I triple-check to make sure the truck is locked before I start trudging through the muddy grass toward home. Already I sense the curious eyes following me, taking a second look at my truck. Considering. I’ve been there. We’ve all been there. It’s always easier to take something than work for it—but I don’t know how many people want a thirty-year-old gas-guzzler with paint rusting off in huge clumps.
And anyway, I’m not going to be here long enough for them to swipe it. In and out. I told myself that the whole drive over. In and out.
The door to our trailer creaks as I open it and rattles as it slams behind me. It was a gift from the United States of America, but everywhere there are parts stamped with MADE IN CHINA. The aluminum sides are so thin they pop in and out depending on which way the wind is blowing.
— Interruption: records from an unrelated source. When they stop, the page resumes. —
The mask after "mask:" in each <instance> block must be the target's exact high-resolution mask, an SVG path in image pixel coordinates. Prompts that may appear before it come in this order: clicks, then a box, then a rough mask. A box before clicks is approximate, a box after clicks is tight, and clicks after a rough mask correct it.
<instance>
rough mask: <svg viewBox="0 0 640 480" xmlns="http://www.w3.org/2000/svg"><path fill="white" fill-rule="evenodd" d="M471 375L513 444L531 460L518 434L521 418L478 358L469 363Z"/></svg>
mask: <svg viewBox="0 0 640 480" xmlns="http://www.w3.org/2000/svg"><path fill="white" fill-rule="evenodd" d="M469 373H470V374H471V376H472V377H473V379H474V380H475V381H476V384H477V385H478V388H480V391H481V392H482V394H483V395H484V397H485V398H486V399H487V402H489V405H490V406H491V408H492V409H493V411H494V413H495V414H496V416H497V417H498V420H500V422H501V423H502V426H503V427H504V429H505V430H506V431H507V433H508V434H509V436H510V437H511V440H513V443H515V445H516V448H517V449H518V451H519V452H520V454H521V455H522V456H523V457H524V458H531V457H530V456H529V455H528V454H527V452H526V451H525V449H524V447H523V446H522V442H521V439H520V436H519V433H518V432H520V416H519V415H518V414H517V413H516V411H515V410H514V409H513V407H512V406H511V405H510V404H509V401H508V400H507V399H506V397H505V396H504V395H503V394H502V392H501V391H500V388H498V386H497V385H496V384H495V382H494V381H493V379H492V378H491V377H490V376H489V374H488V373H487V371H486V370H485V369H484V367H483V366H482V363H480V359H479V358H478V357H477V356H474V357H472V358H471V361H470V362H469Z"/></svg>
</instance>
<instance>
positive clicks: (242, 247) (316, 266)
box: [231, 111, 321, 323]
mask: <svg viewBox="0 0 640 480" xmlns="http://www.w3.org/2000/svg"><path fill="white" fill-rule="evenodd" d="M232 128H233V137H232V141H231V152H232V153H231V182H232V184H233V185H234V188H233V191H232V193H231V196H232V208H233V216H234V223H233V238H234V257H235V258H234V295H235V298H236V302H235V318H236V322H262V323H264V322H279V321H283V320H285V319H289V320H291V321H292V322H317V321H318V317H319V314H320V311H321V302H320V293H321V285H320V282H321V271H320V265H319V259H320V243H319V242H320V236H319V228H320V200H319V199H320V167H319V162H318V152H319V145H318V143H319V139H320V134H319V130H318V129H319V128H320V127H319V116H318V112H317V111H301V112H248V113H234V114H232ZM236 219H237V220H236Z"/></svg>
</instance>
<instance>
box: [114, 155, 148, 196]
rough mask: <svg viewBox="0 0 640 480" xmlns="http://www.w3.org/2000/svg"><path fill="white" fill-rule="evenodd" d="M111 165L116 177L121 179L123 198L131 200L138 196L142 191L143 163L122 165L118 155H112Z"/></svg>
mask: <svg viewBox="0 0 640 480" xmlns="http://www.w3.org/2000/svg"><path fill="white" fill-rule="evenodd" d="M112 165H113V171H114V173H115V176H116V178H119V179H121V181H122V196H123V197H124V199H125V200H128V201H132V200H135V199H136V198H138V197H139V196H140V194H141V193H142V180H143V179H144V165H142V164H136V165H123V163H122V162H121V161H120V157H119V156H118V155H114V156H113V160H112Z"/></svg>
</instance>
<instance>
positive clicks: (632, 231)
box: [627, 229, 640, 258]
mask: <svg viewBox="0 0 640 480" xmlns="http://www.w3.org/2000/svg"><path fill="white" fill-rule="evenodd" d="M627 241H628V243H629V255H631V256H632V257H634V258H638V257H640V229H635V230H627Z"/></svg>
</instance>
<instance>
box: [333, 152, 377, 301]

There’s not much room beyond the space for the bunk beds at the back and a small kitchenette, but Mom’s figured out a way to hook up a fist-sized TV on the fold-down table where we’re supposed to eat. No one’s got the cash or time to create anything new anymore, so it’s either news or reruns all the time. Right now, it looks like an episode of Wheel of Fortune from the 1990s. Sometimes I think I like the days we have no power better, because that’s the only thing that breaks her out of her trance long enough for her to remember to eat and wash her hair.
She doesn’t even look up as I come in—but I see it right away. She’s taken my original draft notice and taped it back up on the small fridge. I keep ripping it and she keeps taping it, and I keep explaining and she keeps ignoring me.
“The PSF recruiters were by again,” she says, not breaking her gaze on the TV. “I told them about your problem and they said you should come in and be double-checked. You know, just to be sure.”
I close my eyes and count to twenty, then stop when I remember that’s what Dad used to do. Mom’s brittle blond hair looks like it hasn’t been brushed in weeks, and she’s wearing a pale pink robe over a Mickey Mouse shirt and jeans. Otherwise known as what she slept in last night and the night before. I open the fridge just to be sure I’m right—and there it is. The endless, gaping nothing. We ate the last can of soup last night for dinner, so if she didn’t go out to get her boxed rations this morning—
“Why do you smell like smoke?” she asks suddenly. “You been at the bar? Your daddy’s old bar?”